Diálogos atribuídos ao procurador Deltan Dallagnol apontam que o coordenador da Lava-Jato fez uma palestra remunerada no valor de R$ 33 mil para uma empresa que havia sido citada em um acordo de delação em caso de corrupção na própria força-tarefa. O evento, na firma do setor de tecnologia Neoway, teria ocorrido em março de 2018.
Os supostos diálogos foram obtidos pelo site The Intercept Brasil por meio de fonte anônima e publicados em parceria com o jornal Folha de S.Paulo nesta sexta-feira (26). Na reportagem, consta ainda que Dallagnol aproximou membros da Procuradoria e representantes da Neoway para viabilizar o uso de produtos da companhia em um trabalho da força-tarefa. O procurador gravou um vídeo para a firma no qual enaltece a utilização de ferramentas tecnológicas em investigações.
Segundo Dallagnol, que manifestou não reconhecer a autenticidade das mensagens, ele não teve conhecimento de que a empresa já havia sido citada na Lava-Jato.
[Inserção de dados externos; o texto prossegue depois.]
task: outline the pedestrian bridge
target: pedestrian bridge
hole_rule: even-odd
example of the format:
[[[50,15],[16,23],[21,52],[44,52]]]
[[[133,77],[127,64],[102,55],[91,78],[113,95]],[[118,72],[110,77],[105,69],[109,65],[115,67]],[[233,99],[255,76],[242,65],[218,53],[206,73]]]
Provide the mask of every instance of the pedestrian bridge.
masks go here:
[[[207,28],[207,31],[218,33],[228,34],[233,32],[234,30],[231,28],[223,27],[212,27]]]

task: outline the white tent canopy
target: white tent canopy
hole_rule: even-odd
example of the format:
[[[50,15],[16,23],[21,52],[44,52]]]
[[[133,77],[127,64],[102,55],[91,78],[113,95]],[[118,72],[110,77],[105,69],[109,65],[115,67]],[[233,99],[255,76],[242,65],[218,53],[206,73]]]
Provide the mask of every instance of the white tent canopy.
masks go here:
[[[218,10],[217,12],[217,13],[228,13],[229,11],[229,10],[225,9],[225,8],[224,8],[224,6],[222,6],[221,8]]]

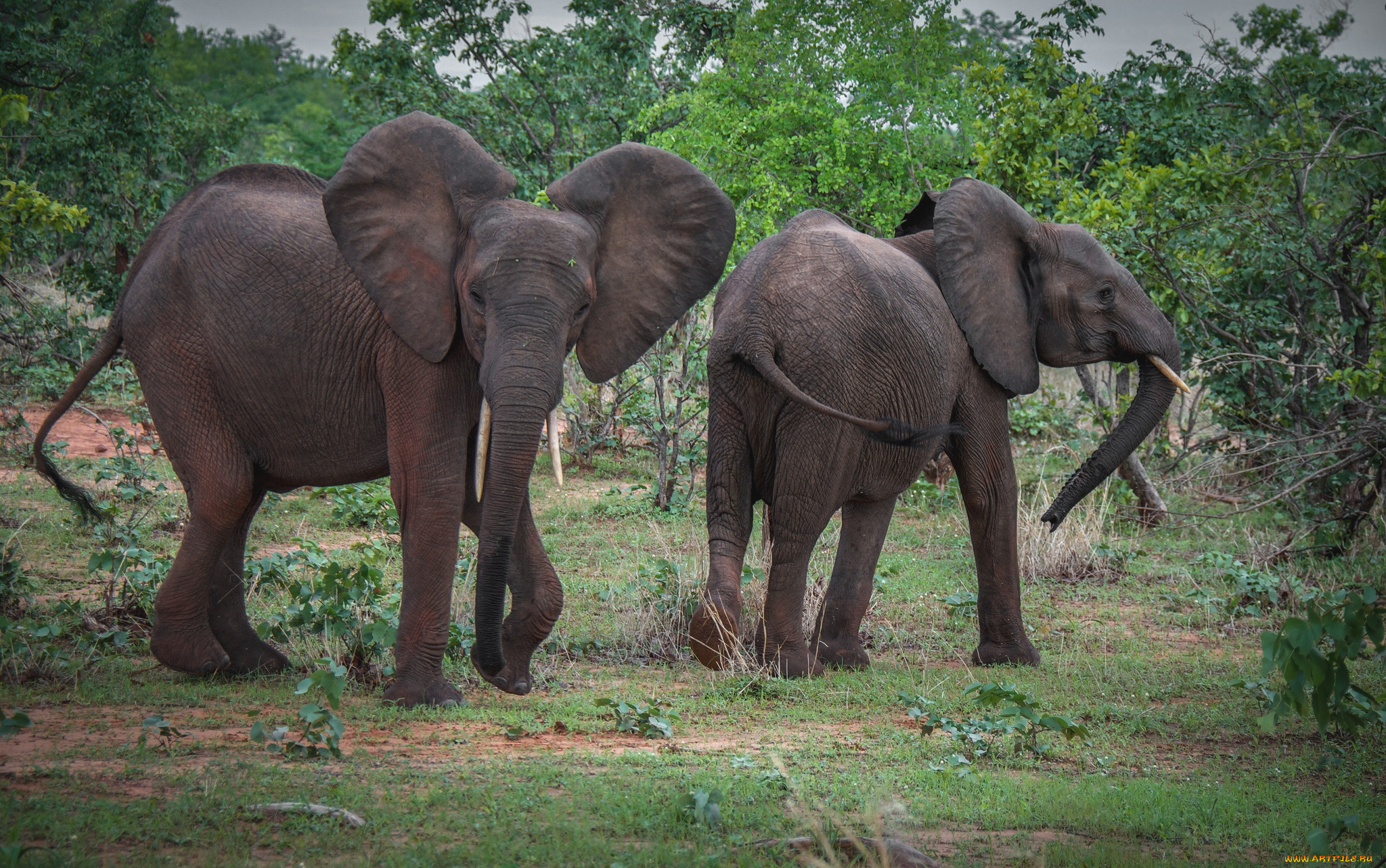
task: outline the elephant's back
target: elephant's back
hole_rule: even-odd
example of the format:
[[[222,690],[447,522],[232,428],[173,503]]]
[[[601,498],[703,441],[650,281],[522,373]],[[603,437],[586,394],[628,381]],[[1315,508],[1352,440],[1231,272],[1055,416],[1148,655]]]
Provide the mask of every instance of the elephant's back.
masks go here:
[[[270,474],[334,446],[383,462],[376,354],[392,333],[337,250],[323,186],[291,166],[236,166],[146,243],[122,331],[161,431],[158,405],[195,402]],[[358,444],[337,442],[352,433]]]
[[[773,352],[776,363],[819,401],[875,417],[886,405],[919,410],[920,377],[942,374],[963,345],[942,294],[923,263],[807,211],[761,241],[718,295],[710,363]],[[861,372],[869,376],[861,377]],[[940,376],[934,376],[940,372]]]

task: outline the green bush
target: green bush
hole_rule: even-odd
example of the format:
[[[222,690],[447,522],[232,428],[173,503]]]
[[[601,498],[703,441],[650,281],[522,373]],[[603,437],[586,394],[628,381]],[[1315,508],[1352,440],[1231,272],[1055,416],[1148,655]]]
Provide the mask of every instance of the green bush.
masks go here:
[[[1386,660],[1386,605],[1378,591],[1335,591],[1308,600],[1306,609],[1306,617],[1285,618],[1278,631],[1261,634],[1261,678],[1232,682],[1260,693],[1265,713],[1256,722],[1274,732],[1292,713],[1313,715],[1321,738],[1329,727],[1351,735],[1365,725],[1386,725],[1386,707],[1353,681],[1347,667],[1354,660]],[[1278,691],[1268,681],[1277,671],[1285,681]]]

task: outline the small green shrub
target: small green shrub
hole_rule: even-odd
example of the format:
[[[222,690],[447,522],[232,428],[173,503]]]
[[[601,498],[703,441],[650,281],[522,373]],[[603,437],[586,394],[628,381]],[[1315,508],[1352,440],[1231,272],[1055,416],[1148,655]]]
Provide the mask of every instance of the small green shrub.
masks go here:
[[[107,426],[107,434],[115,446],[115,455],[91,460],[91,467],[96,470],[93,478],[97,483],[107,480],[115,483],[111,487],[111,496],[115,498],[116,503],[144,503],[168,491],[155,473],[154,462],[144,452],[140,452],[139,435],[130,434],[119,426]]]
[[[955,720],[930,711],[934,704],[924,696],[900,693],[900,699],[908,706],[909,717],[919,722],[920,735],[933,735],[934,731],[947,732],[952,739],[966,746],[967,763],[949,763],[934,771],[952,771],[958,776],[966,776],[966,767],[972,761],[994,753],[997,743],[1006,736],[1016,736],[1015,753],[1028,750],[1035,756],[1046,756],[1053,746],[1040,740],[1045,732],[1056,732],[1071,742],[1077,738],[1088,738],[1089,732],[1084,724],[1059,714],[1045,714],[1042,704],[1034,696],[1016,689],[1012,684],[973,682],[963,688],[963,696],[973,695],[973,704],[979,709],[1001,709],[995,714],[981,717],[967,717]],[[960,756],[960,754],[959,754]]]
[[[689,621],[697,609],[697,589],[683,581],[683,567],[665,557],[642,563],[635,570],[640,599],[661,616]]]
[[[14,544],[18,532],[10,534],[0,548],[0,611],[18,611],[39,589],[39,582],[25,571],[19,546]]]
[[[689,822],[700,822],[710,829],[722,825],[722,790],[696,789],[679,799],[679,813]]]
[[[1329,819],[1318,829],[1308,833],[1308,851],[1311,856],[1329,856],[1332,853],[1333,842],[1336,842],[1343,835],[1357,836],[1357,851],[1371,856],[1374,860],[1379,860],[1386,856],[1386,839],[1380,835],[1374,835],[1362,828],[1361,818],[1357,814],[1349,814],[1347,817],[1335,817]],[[1380,864],[1380,862],[1375,862]]]
[[[389,496],[389,483],[331,485],[316,488],[313,494],[331,499],[333,519],[342,524],[381,530],[387,534],[399,532],[399,510]]]
[[[143,749],[148,745],[150,739],[154,739],[157,749],[164,753],[172,753],[177,740],[184,738],[187,738],[187,734],[175,727],[172,721],[165,720],[162,714],[151,714],[140,724],[137,743]]]
[[[0,739],[7,739],[11,735],[17,735],[32,725],[33,721],[29,720],[29,715],[21,711],[19,709],[15,709],[14,714],[11,714],[10,717],[6,717],[4,709],[0,709]]]
[[[130,634],[123,630],[71,634],[61,623],[11,621],[0,616],[0,668],[39,678],[71,678],[105,652],[123,652]]]
[[[977,593],[974,591],[955,591],[944,598],[944,609],[948,617],[974,618],[977,617]]]
[[[1021,440],[1064,440],[1078,434],[1078,423],[1063,398],[1045,387],[1038,395],[1010,401],[1010,435]]]
[[[1265,732],[1292,713],[1313,715],[1321,738],[1329,727],[1351,735],[1365,725],[1386,725],[1386,707],[1354,684],[1347,668],[1353,660],[1386,660],[1383,621],[1386,605],[1375,588],[1308,600],[1306,617],[1285,618],[1279,631],[1261,634],[1261,678],[1232,685],[1260,695],[1264,714],[1256,722]],[[1277,671],[1285,681],[1278,691],[1268,681]]]
[[[643,703],[607,697],[597,699],[593,704],[611,709],[618,732],[639,732],[647,739],[674,738],[674,724],[679,720],[678,713],[664,699],[650,699]]]
[[[109,625],[130,625],[141,632],[148,630],[154,613],[154,598],[169,570],[172,557],[141,546],[144,532],[136,527],[115,528],[87,560],[87,573],[103,584],[104,611],[101,620]]]
[[[366,677],[394,648],[399,630],[399,592],[385,587],[381,570],[391,550],[378,541],[358,544],[353,550],[360,562],[351,566],[337,560],[341,552],[324,552],[312,542],[302,546],[306,575],[290,588],[291,602],[255,631],[262,639],[280,642],[290,641],[292,631],[342,639],[345,663]],[[392,675],[394,668],[381,664],[380,674]]]
[[[308,678],[298,682],[294,693],[302,695],[312,689],[323,693],[330,707],[308,703],[298,710],[298,721],[302,731],[297,739],[288,738],[288,727],[274,727],[266,732],[263,721],[255,721],[251,727],[251,740],[265,745],[270,753],[277,753],[286,760],[313,760],[327,754],[341,758],[340,740],[346,731],[346,725],[333,711],[340,707],[342,689],[346,686],[346,667],[322,659],[315,661],[320,668]]]

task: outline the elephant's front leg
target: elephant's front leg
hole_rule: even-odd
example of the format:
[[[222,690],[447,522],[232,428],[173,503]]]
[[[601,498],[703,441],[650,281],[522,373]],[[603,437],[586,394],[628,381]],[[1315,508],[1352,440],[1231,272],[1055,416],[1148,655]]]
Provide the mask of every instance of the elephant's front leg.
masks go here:
[[[886,544],[895,498],[875,503],[843,503],[843,532],[833,562],[823,605],[814,623],[809,649],[823,666],[865,668],[870,656],[862,648],[861,628],[870,605],[876,562]]]
[[[751,449],[740,408],[712,380],[707,434],[707,589],[689,623],[693,656],[721,670],[736,659],[742,566],[751,538]]]
[[[462,485],[410,491],[413,474],[391,476],[399,510],[405,581],[395,638],[395,681],[385,700],[406,709],[456,704],[462,693],[442,674],[452,613],[452,582],[462,527]]]
[[[979,379],[985,377],[979,372]],[[972,552],[977,560],[977,625],[981,643],[973,663],[1038,664],[1020,614],[1016,560],[1016,469],[1010,460],[1006,395],[990,380],[977,383],[959,403],[955,422],[966,434],[948,449],[967,507]]]
[[[543,552],[528,496],[520,509],[516,548],[506,582],[510,585],[510,614],[500,627],[506,666],[491,682],[509,693],[524,695],[534,689],[529,659],[539,643],[549,638],[553,624],[563,613],[563,584]]]

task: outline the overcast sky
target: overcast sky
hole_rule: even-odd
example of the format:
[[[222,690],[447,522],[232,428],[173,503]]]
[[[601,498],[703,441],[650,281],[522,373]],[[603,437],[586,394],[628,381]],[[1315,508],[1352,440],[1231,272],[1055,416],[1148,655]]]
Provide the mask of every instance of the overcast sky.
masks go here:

A Neoway foi mencionada pela primeira vez em um documento de colaboração que foi incluído em um chat dos procuradores da operação em março de 2016, dois anos antes da palestra.
"O que posso afirmar, e é fato, é que eu participava de centenas de grupos de mensagens, assim como estou incluído em mais de mil processos da Lava-Jato. Esse fato não me faz conhecer o teor de cada um desses processos", respondeu o procurador, que destacou já ter recusado convites que pudessem levar a situações de conflito de interesses.
Em nota, a Neoway disse que a contratação de Deltan e dos demais palestrantes "foi remunerada em valores compatíveis com o mercado para atividades dessa natureza, com total observância às leis". A empresa disse ainda que jamais prestou quaisquer serviços ou forneceu qualquer produto para o projeto Laboratório de Investigação Anticorrupção (LINA), da Procuradoria, "seja de forma gratuita ou onerosa".
Delação da Neoway: "Isso é um pepino pra mim"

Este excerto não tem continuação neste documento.